Retail checkout systems have remained largely unchanged for decades. Most supermarkets still rely on barcode-based checkout systems, where every product must be manually scanned.
Although barcode systems are reliable, they introduce several operational limitations.
In traditional checkout systems:
• Each item must be individually scanned
• The cashier must manually locate the barcode
• Damaged or unreadable barcodes cause delays
• Human error can occur during product identification
When customers purchase many products, the checkout process becomes slow and inefficient.
With the rapid development of Artificial Intelligence and Computer Vision, it has become possible to automate product identification using visual recognition instead of barcode scanning.
This project explores a Vision-Based Smart Cashier System, where products are automatically recognized using a camera and deep learning models.
The system demonstrates how AI, Web Systems, and Embedded Hardware can be integrated to create an intelligent retail checkout solution.
Traditional barcode checkout systems suffer from multiple limitations.

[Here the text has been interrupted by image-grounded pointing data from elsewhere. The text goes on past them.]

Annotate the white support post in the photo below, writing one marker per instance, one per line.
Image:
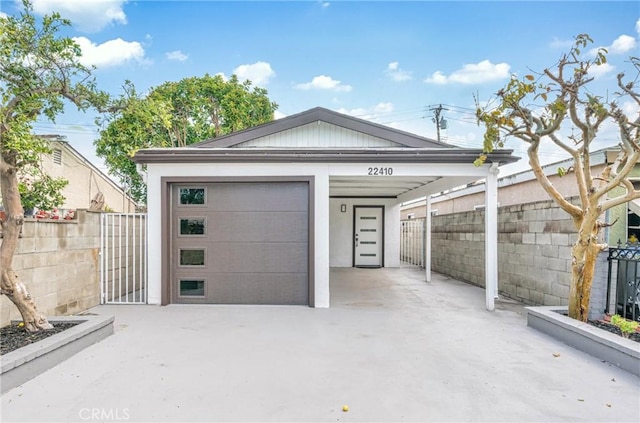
(491, 236)
(427, 241)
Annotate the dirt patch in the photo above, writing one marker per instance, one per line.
(613, 329)
(14, 336)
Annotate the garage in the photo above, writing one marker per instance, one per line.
(260, 216)
(237, 242)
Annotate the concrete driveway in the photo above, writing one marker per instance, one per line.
(392, 347)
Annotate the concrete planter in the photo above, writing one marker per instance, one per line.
(28, 362)
(614, 349)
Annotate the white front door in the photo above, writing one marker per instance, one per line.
(368, 236)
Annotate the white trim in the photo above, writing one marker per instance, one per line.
(491, 238)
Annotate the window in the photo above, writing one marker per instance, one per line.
(191, 196)
(57, 156)
(191, 257)
(191, 287)
(192, 226)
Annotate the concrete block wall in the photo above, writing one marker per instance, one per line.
(59, 263)
(534, 253)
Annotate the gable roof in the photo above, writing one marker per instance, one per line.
(317, 114)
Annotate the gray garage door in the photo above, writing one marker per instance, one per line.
(240, 243)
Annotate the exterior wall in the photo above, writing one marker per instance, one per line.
(534, 252)
(59, 262)
(85, 181)
(341, 230)
(318, 134)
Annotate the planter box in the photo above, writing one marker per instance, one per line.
(28, 362)
(614, 349)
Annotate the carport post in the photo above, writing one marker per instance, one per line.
(491, 236)
(427, 241)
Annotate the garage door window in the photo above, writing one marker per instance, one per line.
(192, 257)
(192, 226)
(192, 196)
(192, 287)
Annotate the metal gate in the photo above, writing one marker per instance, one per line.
(123, 258)
(624, 269)
(412, 241)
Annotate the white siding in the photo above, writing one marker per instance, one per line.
(320, 135)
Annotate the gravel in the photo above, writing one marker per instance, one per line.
(13, 336)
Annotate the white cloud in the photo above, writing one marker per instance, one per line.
(258, 73)
(621, 45)
(85, 15)
(479, 73)
(111, 53)
(563, 44)
(395, 73)
(324, 82)
(371, 113)
(176, 55)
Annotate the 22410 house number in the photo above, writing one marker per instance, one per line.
(384, 171)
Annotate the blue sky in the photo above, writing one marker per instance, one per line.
(387, 61)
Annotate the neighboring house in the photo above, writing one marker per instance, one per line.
(85, 179)
(261, 215)
(523, 188)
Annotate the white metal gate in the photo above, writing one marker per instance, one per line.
(123, 258)
(412, 241)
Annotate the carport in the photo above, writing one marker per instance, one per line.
(262, 215)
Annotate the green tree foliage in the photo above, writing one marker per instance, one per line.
(40, 73)
(533, 108)
(178, 114)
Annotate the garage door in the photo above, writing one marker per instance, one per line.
(240, 243)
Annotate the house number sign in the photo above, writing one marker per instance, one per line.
(380, 171)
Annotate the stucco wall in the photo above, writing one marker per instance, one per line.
(534, 252)
(84, 182)
(59, 262)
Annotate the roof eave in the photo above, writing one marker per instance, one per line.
(189, 155)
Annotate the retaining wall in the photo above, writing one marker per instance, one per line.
(59, 262)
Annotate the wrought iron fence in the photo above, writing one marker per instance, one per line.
(624, 295)
(123, 258)
(412, 241)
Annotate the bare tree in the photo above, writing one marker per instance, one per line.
(566, 98)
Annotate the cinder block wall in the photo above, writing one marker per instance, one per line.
(59, 263)
(534, 253)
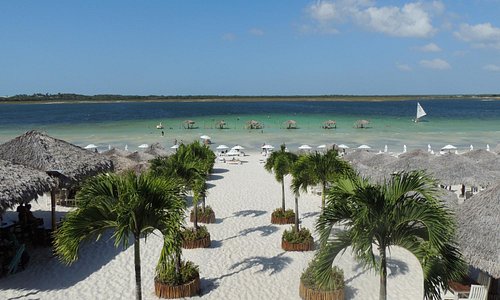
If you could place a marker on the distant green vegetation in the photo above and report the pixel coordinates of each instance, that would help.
(61, 97)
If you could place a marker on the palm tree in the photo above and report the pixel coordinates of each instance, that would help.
(405, 212)
(130, 205)
(191, 163)
(317, 168)
(281, 162)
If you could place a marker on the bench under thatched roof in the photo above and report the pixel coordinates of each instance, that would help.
(20, 184)
(478, 230)
(39, 151)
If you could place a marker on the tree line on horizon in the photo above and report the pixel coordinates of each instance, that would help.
(41, 97)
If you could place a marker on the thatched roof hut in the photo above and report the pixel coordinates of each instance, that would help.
(39, 151)
(478, 233)
(20, 184)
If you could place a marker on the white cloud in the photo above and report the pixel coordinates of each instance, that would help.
(436, 64)
(491, 68)
(431, 47)
(229, 36)
(323, 11)
(410, 20)
(480, 35)
(256, 31)
(403, 67)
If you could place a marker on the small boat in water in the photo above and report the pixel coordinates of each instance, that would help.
(420, 112)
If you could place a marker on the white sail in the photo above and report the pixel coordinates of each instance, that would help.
(420, 112)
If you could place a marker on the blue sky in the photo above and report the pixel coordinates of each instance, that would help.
(223, 47)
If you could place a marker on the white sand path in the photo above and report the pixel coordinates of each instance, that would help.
(245, 260)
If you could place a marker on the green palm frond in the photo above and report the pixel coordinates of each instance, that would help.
(403, 211)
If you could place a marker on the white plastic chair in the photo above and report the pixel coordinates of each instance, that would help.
(478, 292)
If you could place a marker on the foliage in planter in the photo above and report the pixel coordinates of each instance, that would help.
(336, 280)
(166, 273)
(296, 237)
(208, 211)
(279, 213)
(189, 234)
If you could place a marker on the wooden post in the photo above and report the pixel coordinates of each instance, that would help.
(53, 207)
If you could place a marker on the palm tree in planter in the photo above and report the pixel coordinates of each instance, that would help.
(206, 159)
(130, 205)
(192, 171)
(403, 211)
(323, 169)
(280, 163)
(297, 239)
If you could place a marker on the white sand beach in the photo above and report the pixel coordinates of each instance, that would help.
(245, 260)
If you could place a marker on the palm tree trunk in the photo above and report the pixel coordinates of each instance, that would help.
(178, 264)
(383, 274)
(203, 203)
(296, 213)
(195, 216)
(323, 196)
(283, 194)
(137, 264)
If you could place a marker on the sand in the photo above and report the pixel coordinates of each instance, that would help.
(245, 260)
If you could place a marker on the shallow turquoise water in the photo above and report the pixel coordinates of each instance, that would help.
(458, 122)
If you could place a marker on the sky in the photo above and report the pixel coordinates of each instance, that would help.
(252, 47)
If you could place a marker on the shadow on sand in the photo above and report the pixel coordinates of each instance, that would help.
(272, 265)
(92, 256)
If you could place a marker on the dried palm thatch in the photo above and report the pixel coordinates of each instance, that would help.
(456, 169)
(329, 124)
(252, 124)
(39, 151)
(20, 184)
(138, 156)
(156, 150)
(290, 124)
(478, 230)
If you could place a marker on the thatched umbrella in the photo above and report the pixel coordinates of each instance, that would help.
(20, 184)
(329, 124)
(290, 124)
(140, 156)
(361, 123)
(116, 152)
(485, 159)
(457, 169)
(42, 152)
(71, 164)
(220, 124)
(252, 124)
(414, 160)
(157, 150)
(189, 124)
(478, 230)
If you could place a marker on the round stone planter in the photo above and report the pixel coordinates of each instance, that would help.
(306, 293)
(201, 243)
(306, 246)
(206, 219)
(188, 289)
(282, 220)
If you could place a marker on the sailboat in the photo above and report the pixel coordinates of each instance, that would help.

Each product must be scanned individually.
Example:
20 products → 20 barcode scans
This increases customer waiting time.
The process depends heavily on the cashier.
Human errors may include:
• scanning the wrong item
• scanning an item twice
• failing to detect a damaged barcode
Barcode systems cannot operate autonomously.
They require:
• manual scanning
• specialized hardware
The proposed solution is a Vision-Based Smart Cashier System.
Instead of scanning barcodes, the system identifies products visually using Artificial Intelligence.
The user simply places a product in front of a camera.
The system automatically:
- Captures the product image
- Detects the object using YOLOv8
- Verifies the product using feature embeddings
- Adds the product to the invoice
- Displays the result in the web interface
- Sends feedback signals to hardware devices
The following image shows the actual physical prototype of the Vision-Based Smart Cashier device.
This device was built as a working demonstration of the smart cashier system operating in a real environment.
The prototype includes:
• ESP32 microcontroller
• LCD screen for product information
• Green LED indicator (successful recognition)
• Red LED indicator (unknown product)
• Buzzer for sound feedback
• Camera mounted above the device for product capture
The camera captures the product placed in front of the system.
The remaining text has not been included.